Pavlidou, A. (2018). The Importance of Vestibular and Proprioceptive Signals on Perspective‐Taking. Talk presented at Dagstuhl Seminar 18212: On-Body Interaction: Embodied Cognition Meets Sensor/Actuator Engineering to Design New Interfaces. Schloss Dagstuhl, Germany. 2018-05-21 - 2018-05-24.


Cite as: https://hdl.handle.net/21.11116/0000-0003-42A5-8
Abstract
The ability to adopt the visuo-spatial perspective of others is fundamental for successful social interactions. Here, we measured how vestibular (Experiment 1) and proprioceptive (Experiment 2) signals influence perspective-taking abilities. For each experiment, participants
completed the “dot-counting task”: they evaluated if a number (0-3) presented at the start of each trial matched or mismatched the number of balls visible from their perspective in a visual scene of a 3D virtual room that followed. A task-irrelevant human avatar or arrow was also present in the center of the room that either shared the same or different viewpoint as the participant’s. This allowed us to examine the likelihood that participants would implicitly adopt the perspective of the object even though they were not required to.
In Experiment 1, participants performed the task while they received low-intensity (1mA)

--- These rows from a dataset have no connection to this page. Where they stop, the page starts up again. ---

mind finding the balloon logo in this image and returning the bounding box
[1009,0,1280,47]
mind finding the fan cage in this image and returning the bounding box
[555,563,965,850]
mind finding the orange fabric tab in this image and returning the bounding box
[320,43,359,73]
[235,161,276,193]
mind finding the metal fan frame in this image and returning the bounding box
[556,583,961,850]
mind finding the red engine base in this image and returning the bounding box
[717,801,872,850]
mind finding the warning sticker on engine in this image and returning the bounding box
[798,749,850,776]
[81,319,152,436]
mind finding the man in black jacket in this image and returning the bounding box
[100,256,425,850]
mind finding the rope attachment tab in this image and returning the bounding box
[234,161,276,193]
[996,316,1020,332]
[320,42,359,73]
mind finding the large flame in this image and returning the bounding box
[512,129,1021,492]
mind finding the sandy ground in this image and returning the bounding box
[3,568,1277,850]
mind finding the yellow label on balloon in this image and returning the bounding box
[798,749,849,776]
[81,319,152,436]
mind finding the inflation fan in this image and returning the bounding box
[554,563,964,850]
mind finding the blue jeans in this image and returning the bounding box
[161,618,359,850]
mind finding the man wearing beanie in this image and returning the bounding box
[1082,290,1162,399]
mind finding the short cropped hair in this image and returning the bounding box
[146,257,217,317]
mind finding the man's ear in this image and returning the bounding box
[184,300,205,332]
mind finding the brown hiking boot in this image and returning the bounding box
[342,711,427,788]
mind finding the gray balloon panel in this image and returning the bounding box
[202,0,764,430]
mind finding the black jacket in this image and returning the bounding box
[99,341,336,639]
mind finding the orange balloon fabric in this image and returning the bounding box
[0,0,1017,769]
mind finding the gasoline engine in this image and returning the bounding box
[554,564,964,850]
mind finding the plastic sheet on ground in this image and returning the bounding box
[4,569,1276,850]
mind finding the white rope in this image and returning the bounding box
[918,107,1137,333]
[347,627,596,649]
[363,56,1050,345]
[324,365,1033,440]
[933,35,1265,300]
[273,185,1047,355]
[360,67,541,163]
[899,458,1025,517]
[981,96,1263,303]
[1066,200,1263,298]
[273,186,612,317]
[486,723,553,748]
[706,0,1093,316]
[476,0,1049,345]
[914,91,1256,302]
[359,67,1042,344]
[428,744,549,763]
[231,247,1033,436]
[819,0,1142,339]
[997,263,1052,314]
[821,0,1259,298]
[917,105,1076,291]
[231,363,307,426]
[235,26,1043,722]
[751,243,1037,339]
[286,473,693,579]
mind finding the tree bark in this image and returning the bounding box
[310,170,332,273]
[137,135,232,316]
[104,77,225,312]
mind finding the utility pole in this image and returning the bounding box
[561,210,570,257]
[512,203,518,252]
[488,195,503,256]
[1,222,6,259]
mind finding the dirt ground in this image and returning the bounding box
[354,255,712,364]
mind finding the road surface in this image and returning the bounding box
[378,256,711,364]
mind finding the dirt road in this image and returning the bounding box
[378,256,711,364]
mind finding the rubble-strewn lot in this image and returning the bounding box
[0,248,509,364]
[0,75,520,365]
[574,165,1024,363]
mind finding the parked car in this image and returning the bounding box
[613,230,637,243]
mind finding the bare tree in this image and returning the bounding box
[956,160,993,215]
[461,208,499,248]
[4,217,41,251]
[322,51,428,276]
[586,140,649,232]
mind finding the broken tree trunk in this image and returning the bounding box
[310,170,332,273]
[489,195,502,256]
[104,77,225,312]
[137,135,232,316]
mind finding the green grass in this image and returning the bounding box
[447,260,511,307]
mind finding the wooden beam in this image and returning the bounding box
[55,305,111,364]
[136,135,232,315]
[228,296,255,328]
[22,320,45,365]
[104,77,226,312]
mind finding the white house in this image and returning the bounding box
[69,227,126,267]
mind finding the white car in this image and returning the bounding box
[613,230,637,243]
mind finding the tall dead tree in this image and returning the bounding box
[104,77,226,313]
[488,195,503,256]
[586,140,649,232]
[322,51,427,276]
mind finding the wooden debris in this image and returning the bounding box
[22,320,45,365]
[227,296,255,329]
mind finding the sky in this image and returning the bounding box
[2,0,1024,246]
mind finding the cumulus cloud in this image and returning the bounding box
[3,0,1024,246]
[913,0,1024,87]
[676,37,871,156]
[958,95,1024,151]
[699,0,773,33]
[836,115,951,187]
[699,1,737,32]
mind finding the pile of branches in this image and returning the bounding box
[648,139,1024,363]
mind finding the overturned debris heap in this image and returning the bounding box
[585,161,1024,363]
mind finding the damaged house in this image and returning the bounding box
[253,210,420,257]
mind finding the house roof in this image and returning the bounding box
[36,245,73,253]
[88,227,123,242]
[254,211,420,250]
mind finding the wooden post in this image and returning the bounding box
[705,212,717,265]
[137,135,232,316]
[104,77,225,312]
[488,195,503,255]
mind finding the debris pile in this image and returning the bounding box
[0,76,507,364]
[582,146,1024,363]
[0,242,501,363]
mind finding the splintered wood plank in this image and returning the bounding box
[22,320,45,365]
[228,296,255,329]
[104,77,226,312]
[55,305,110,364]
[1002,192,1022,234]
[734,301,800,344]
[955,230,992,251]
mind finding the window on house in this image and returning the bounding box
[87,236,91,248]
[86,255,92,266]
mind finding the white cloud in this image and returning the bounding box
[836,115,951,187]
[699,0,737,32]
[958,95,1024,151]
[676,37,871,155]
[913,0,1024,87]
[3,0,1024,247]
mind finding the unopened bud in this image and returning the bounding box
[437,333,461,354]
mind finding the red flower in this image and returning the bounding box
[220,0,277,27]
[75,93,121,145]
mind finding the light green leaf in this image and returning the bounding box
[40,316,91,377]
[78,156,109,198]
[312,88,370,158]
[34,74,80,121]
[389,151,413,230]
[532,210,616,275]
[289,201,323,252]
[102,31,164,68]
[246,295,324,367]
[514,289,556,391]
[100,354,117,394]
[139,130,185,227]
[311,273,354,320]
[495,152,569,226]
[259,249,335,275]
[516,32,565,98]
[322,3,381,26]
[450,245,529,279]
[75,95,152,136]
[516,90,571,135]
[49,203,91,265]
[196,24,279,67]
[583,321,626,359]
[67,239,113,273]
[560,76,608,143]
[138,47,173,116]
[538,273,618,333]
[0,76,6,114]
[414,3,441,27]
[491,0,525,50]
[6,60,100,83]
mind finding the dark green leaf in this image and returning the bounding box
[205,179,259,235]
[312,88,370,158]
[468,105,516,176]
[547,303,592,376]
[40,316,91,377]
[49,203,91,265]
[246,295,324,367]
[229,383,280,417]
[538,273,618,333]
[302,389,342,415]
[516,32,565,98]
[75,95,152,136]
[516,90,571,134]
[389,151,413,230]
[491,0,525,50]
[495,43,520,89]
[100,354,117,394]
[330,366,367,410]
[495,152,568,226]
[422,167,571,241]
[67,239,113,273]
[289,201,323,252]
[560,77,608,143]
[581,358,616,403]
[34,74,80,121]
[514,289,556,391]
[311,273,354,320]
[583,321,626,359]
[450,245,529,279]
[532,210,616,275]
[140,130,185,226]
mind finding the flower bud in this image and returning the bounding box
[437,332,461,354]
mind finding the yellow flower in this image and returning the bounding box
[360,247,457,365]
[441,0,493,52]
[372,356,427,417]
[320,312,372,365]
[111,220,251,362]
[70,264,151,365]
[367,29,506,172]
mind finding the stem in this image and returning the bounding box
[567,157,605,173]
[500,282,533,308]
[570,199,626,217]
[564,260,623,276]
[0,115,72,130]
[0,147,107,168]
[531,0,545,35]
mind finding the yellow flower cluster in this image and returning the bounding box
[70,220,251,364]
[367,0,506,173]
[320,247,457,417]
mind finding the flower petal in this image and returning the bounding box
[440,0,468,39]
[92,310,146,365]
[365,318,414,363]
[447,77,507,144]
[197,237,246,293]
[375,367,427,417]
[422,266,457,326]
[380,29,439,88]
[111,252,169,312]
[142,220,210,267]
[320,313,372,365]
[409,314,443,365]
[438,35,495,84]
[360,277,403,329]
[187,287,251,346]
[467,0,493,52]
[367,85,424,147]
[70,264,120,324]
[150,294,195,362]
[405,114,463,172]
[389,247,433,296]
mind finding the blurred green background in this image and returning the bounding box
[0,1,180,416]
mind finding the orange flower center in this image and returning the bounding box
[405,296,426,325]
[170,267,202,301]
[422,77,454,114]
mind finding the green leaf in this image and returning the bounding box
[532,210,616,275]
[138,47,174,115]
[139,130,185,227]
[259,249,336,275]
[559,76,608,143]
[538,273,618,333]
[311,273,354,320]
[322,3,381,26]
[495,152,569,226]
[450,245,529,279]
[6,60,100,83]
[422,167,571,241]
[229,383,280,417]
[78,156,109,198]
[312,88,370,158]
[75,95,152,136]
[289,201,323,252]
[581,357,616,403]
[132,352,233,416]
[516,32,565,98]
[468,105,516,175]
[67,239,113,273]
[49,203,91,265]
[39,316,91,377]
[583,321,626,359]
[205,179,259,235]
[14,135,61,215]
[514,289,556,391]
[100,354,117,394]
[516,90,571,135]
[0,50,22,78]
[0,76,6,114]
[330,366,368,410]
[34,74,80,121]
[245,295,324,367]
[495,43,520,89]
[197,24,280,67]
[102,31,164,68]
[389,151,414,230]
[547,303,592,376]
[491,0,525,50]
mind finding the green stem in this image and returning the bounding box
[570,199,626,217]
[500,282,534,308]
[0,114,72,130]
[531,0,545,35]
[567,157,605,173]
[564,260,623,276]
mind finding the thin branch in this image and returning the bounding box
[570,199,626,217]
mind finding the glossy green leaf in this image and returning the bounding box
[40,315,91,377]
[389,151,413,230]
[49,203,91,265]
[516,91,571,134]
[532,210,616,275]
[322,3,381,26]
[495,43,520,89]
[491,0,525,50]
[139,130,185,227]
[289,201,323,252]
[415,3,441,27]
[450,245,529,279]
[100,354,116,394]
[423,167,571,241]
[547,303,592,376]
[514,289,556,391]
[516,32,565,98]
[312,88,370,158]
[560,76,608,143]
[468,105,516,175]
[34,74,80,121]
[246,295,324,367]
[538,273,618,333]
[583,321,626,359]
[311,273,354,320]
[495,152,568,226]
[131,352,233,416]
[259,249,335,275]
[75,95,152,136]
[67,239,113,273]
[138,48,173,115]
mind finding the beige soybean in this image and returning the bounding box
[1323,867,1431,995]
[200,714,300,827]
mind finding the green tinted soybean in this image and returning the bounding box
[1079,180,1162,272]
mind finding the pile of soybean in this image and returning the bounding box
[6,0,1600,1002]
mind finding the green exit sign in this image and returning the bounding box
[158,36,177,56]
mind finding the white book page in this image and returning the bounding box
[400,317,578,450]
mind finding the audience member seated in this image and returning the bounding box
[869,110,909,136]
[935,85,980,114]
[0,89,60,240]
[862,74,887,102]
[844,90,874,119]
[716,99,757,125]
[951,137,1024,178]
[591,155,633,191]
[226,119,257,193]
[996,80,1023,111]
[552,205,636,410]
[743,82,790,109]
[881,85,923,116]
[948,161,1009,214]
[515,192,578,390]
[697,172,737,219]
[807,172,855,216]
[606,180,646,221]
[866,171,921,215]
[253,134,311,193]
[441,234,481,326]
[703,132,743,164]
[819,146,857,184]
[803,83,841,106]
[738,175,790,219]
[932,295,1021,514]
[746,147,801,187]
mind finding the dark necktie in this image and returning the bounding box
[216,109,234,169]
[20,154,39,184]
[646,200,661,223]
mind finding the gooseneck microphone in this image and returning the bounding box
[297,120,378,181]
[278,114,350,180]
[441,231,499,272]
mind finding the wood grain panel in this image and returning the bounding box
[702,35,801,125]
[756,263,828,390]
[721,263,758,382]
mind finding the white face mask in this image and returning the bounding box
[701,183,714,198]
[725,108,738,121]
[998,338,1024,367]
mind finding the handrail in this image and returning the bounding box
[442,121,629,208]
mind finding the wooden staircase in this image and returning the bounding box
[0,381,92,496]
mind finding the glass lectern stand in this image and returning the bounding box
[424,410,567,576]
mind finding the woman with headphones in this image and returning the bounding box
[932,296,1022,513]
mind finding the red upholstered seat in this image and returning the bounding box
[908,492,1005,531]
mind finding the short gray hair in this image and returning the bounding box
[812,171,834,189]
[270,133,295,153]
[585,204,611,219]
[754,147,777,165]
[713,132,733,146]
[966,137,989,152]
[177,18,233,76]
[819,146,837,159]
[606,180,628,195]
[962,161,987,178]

galvanic vestibular stimulation (GVS). Analysis of reaction times between same and different
viewpoints revealed that GVS reduced the likelihood that participants implicitly adopted the avatar’s perspective, promoting an egocentric viewpoint. In Experiment 2, we manipulated the congruency between the participant’s body orientation (e.g. their entire body was facing the right side of the screen) and that of the avatar. When participants and avatars shared the same body orientation, participants were more likely to implicitly adopt the avatar’s
perspective, resulting in longer response times in the dot-counting task. For both experiments, the effects were not observed for the arrow. Altogether, the results indicate that implicit simulation of another person’s viewpoint requires vestibular and proprioceptive signals.